符媛兒一陣無語。
符碧凝擺明了是來者不善了。
接下來,她在這棟大房子裡,不但要防着程家人,還要防着符家人了。
所謂腹背受敵,大概就是這樣了吧。
“她想幹什麼!”符媛兒嘴裡嘀咕了一句。
“股權認購合同沒法改變,”他的聲音仍在她耳朵邊,“我估計她是來搶人的。”
搶人?
搶程子同?
符媛兒覺得好笑,符碧凝是不是覺得,如果嫁給程子同,不但能解決股權的問題,這輩子就再也不缺錢花了?

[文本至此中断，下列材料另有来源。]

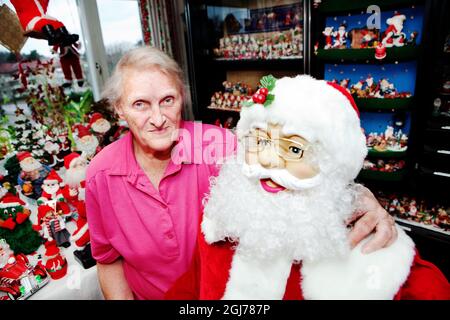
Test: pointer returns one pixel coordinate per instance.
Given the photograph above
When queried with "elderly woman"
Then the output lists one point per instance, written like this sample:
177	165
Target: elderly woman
144	192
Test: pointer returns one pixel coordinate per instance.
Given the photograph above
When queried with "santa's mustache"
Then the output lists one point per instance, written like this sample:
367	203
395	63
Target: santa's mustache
280	176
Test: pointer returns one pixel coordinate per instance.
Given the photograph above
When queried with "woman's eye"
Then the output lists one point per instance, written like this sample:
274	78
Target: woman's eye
168	101
139	105
294	149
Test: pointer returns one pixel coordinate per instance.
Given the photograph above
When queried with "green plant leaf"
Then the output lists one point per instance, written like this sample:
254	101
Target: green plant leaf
269	99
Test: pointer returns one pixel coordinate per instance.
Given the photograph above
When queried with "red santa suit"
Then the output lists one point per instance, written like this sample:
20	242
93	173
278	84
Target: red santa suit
70	60
217	273
308	256
33	15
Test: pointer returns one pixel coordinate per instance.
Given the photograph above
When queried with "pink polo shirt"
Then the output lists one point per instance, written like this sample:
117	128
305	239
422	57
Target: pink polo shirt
153	231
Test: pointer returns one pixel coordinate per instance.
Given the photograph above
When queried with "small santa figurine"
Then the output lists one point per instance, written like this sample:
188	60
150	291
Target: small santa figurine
52	226
87	143
69	59
55	262
99	126
340	37
393	36
328	33
51	188
37	23
32	175
274	222
74	178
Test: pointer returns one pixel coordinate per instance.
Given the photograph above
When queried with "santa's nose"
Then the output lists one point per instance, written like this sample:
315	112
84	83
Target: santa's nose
269	158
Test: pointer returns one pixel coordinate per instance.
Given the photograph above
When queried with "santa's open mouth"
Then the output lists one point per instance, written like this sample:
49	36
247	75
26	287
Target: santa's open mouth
270	186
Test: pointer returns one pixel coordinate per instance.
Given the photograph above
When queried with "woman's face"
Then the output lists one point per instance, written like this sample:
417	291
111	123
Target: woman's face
151	105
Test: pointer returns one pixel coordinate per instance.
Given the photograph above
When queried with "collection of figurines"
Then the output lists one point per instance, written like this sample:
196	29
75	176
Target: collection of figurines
387	141
286	44
369	88
232	97
48	181
361	38
411	209
381	165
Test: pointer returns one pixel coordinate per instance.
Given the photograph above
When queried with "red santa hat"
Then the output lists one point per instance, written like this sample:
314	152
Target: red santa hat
320	112
69	159
23	155
83	131
53	176
10	200
96	116
42	211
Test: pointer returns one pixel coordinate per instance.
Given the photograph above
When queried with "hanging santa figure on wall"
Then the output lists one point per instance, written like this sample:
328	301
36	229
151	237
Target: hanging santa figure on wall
274	224
38	24
69	59
393	36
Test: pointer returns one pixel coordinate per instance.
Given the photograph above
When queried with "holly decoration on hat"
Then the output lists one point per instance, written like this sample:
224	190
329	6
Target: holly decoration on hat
263	95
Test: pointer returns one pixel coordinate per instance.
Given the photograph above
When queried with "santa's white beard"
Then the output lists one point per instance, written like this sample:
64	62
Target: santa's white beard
88	147
300	225
4	256
30	166
50	189
101	127
74	176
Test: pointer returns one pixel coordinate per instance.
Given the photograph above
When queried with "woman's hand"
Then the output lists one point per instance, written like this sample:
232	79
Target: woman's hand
369	217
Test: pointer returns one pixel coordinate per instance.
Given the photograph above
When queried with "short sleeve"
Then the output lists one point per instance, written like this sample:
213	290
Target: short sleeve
102	250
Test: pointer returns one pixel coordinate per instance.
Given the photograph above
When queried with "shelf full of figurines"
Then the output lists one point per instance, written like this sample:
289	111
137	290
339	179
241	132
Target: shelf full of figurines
369	38
232	97
388	141
371	88
286	44
434	216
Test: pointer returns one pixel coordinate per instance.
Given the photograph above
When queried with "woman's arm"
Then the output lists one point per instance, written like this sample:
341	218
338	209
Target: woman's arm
112	281
371	217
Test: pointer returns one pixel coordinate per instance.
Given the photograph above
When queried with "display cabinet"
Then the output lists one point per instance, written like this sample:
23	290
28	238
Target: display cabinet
232	44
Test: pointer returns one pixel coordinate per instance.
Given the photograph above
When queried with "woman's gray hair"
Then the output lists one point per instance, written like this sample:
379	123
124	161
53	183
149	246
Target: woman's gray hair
140	59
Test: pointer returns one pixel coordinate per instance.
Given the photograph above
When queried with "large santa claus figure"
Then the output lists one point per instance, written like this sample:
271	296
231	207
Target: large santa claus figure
38	24
274	222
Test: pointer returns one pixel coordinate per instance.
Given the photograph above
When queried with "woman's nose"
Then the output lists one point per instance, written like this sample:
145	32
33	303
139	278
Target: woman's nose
269	158
157	119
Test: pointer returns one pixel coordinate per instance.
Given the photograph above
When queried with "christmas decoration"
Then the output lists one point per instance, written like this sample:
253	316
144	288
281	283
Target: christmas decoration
99	126
271	230
393	36
340	37
18	278
286	44
328	33
387	141
87	143
15	225
32	175
37	24
70	61
55	262
52	226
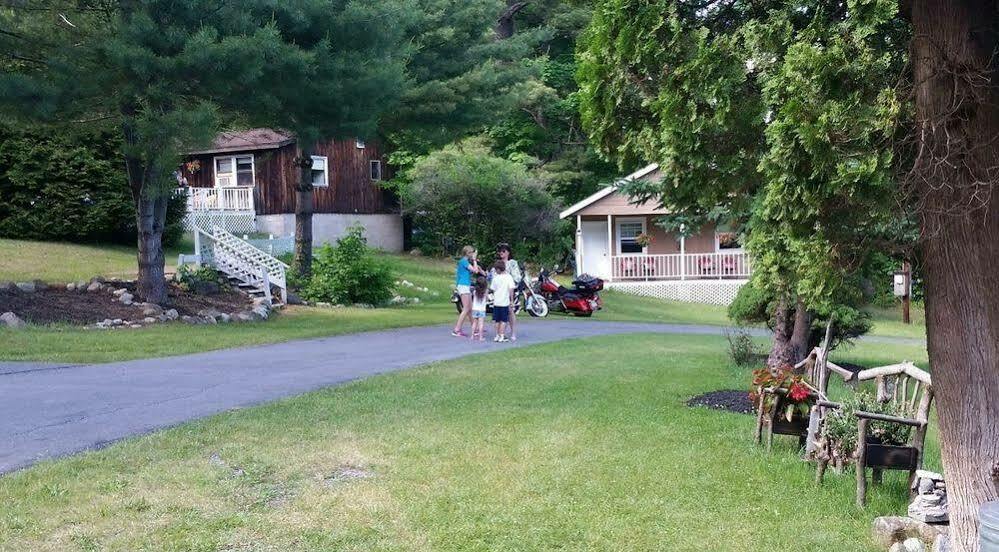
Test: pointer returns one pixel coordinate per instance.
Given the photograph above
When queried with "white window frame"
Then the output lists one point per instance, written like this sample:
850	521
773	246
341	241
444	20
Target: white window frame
232	159
718	249
326	170
628	220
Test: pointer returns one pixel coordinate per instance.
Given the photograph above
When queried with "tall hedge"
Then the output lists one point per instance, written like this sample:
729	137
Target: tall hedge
58	186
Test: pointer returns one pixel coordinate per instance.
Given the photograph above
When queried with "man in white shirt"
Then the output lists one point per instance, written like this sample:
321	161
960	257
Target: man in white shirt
503	288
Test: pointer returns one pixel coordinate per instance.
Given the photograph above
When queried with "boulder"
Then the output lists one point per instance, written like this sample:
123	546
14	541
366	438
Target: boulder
889	530
11	321
27	287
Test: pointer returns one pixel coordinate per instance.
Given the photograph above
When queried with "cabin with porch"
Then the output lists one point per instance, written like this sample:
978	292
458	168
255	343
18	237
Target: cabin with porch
618	240
245	183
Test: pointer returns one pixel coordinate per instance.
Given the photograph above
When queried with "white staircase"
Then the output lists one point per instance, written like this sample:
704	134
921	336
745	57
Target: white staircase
246	266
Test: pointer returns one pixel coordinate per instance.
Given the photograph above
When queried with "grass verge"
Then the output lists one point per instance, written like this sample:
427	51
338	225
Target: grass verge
574	445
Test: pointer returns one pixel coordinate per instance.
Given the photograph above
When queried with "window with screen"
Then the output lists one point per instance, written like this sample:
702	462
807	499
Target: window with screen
627	235
320	172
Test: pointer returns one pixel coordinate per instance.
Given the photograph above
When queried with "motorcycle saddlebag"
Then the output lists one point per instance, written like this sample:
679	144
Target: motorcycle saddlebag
588	283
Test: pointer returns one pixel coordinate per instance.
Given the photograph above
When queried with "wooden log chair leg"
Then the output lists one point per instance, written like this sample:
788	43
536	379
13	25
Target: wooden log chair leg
861	463
820	471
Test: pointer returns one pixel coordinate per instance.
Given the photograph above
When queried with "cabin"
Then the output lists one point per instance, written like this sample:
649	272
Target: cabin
245	183
618	240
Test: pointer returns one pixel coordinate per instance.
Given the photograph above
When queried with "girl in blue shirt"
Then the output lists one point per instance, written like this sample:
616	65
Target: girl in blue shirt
467	266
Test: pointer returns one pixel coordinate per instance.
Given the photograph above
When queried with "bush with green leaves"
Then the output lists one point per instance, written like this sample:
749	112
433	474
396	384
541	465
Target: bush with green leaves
755	305
349	273
464	195
840	427
69	187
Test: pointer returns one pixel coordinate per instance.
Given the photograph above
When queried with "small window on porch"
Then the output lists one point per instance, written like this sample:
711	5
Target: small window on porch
234	170
728	241
320	172
627	236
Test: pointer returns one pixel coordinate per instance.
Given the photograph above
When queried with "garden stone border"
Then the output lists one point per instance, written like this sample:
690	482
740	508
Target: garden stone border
149	313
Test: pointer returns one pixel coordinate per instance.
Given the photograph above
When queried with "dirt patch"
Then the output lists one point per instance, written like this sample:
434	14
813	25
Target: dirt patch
732	400
57	305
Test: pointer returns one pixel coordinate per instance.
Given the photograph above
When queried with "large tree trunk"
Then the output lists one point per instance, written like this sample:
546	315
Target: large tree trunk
151	219
788	346
303	215
953	179
504	23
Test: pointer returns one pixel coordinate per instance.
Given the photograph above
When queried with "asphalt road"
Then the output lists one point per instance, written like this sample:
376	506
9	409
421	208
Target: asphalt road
50	410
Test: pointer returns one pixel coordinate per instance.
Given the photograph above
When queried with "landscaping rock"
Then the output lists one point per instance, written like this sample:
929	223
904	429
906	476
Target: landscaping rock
11	321
26	287
890	530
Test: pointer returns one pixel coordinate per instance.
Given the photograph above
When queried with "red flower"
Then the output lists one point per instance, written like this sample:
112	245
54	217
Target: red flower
798	391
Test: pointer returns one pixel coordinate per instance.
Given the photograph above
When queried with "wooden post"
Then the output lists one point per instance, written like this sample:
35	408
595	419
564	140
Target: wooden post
610	245
907	271
861	460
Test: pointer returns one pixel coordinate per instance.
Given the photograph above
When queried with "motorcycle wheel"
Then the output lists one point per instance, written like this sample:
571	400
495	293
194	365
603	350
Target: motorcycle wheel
538	308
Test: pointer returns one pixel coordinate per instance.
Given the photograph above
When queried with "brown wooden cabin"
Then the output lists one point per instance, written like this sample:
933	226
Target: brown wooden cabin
252	174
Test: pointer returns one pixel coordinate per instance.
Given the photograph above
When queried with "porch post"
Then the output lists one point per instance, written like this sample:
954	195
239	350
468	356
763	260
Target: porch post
610	246
683	252
579	244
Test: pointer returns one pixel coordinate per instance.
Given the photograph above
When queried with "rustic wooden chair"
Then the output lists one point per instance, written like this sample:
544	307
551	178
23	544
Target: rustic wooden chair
816	369
909	388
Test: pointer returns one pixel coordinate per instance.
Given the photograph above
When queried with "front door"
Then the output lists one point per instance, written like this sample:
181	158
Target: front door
595	257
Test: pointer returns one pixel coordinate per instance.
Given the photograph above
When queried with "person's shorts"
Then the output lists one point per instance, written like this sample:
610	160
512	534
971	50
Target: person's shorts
501	314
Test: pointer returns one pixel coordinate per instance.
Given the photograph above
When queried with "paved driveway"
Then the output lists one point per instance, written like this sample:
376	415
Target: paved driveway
53	410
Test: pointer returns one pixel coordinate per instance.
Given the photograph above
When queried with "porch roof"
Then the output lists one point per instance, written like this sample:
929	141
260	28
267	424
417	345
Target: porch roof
248	140
592	204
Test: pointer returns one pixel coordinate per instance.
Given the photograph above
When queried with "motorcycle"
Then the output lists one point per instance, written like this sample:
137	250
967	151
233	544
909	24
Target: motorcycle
580	300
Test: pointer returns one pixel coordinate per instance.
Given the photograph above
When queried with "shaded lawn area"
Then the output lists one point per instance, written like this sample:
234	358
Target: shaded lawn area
67	262
575	445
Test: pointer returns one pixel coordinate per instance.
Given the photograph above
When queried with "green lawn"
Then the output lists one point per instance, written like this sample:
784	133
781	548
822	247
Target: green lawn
63	262
66	262
583	445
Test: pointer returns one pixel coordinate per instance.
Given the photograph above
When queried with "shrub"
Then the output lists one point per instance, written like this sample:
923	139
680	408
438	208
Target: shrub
70	187
839	430
464	195
741	348
349	273
203	280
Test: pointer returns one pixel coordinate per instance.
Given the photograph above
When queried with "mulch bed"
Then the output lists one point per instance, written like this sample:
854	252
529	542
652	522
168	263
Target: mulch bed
732	400
56	305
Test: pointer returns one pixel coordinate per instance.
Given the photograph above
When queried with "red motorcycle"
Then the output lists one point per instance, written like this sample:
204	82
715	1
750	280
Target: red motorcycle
582	299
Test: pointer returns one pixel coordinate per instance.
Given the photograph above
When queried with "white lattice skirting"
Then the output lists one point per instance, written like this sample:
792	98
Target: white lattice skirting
714	292
236	222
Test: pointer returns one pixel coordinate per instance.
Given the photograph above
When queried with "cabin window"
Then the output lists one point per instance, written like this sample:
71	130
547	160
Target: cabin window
234	170
628	230
320	172
727	240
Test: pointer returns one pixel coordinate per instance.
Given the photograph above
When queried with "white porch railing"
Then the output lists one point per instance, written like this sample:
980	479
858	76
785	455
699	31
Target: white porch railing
230	198
677	266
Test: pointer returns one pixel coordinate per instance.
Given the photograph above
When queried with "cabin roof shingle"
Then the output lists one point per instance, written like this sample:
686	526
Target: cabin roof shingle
248	140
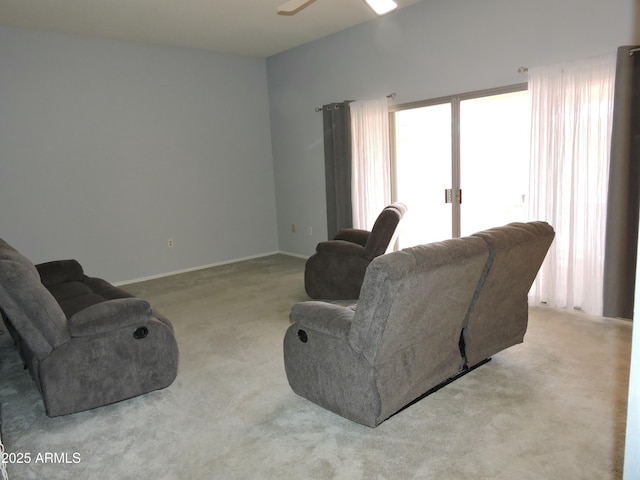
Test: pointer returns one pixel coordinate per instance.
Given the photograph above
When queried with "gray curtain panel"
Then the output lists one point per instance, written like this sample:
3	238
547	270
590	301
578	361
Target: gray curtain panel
337	162
623	205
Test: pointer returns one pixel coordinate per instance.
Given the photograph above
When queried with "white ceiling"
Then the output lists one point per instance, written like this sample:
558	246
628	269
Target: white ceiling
244	27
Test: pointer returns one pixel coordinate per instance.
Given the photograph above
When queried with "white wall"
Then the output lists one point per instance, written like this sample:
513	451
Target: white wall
431	49
108	149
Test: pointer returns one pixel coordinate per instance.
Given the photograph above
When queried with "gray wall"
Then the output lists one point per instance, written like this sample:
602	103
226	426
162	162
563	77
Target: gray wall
431	49
108	149
632	440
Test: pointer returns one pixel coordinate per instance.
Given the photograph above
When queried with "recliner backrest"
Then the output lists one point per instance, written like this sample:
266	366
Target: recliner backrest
383	230
28	305
498	316
405	291
409	318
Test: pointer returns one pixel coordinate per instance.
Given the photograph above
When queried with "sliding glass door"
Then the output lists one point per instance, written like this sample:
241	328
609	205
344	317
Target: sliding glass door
461	164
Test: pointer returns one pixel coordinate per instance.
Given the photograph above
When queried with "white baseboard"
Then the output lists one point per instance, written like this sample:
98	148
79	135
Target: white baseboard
201	267
297	255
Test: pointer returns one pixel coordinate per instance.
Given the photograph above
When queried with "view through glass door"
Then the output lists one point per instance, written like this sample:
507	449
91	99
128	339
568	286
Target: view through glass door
477	147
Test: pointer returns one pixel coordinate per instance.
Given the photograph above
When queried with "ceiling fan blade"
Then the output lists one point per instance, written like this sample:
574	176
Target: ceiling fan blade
293	6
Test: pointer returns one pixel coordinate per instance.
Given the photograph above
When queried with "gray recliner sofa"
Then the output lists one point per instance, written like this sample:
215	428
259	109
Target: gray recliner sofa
336	271
85	342
426	315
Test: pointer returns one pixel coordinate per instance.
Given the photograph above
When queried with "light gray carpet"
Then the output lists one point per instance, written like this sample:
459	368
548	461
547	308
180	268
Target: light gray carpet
553	407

“如果你願意被她搶走的話,我無所謂。”符媛兒實話實話。
“符家的女人……”卻聽他輕哼一聲,“我已經嚐到滋味了。”
他的腳步又往前逼近了一步,幾乎緊緊貼住她,她立即感受到了他的暗示……
她本能的往後退,腰身卻被他牢牢控制。
“程子同,你冷靜點,”她只能試着勸他,“現在是早上,而且昨晚上你不是……”她不太說得出來了。
“昨晚上我怎麼?”他戲謔的挑眉。
無聊,非得讓她說明白嗎!
“昨晚上你幹了什麼你自己知道,別鬧了,喂……”他竟一把將她抱上辦公桌的桌角。
“符媛兒,你勾搭男人的本事還不錯。”
她愣了一下,還沒想明白自己什麼時候勾搭過他,已被他壓在了辦公桌上。
冰硬的觸感立即傳來,她猛地清醒過來,才知他打算在這裡那啥。
他還真是不挑人,也不挑地方。
“程子同!”她的忍耐是有限度的,“別讓我討厭你更多!”
“有分別?”他冷冷勾脣,毫不猶豫的進入。
“程子同,我恨你……”她無處可逃無處可躲,最讓她恨的,是自己的身體竟然已經適應了他。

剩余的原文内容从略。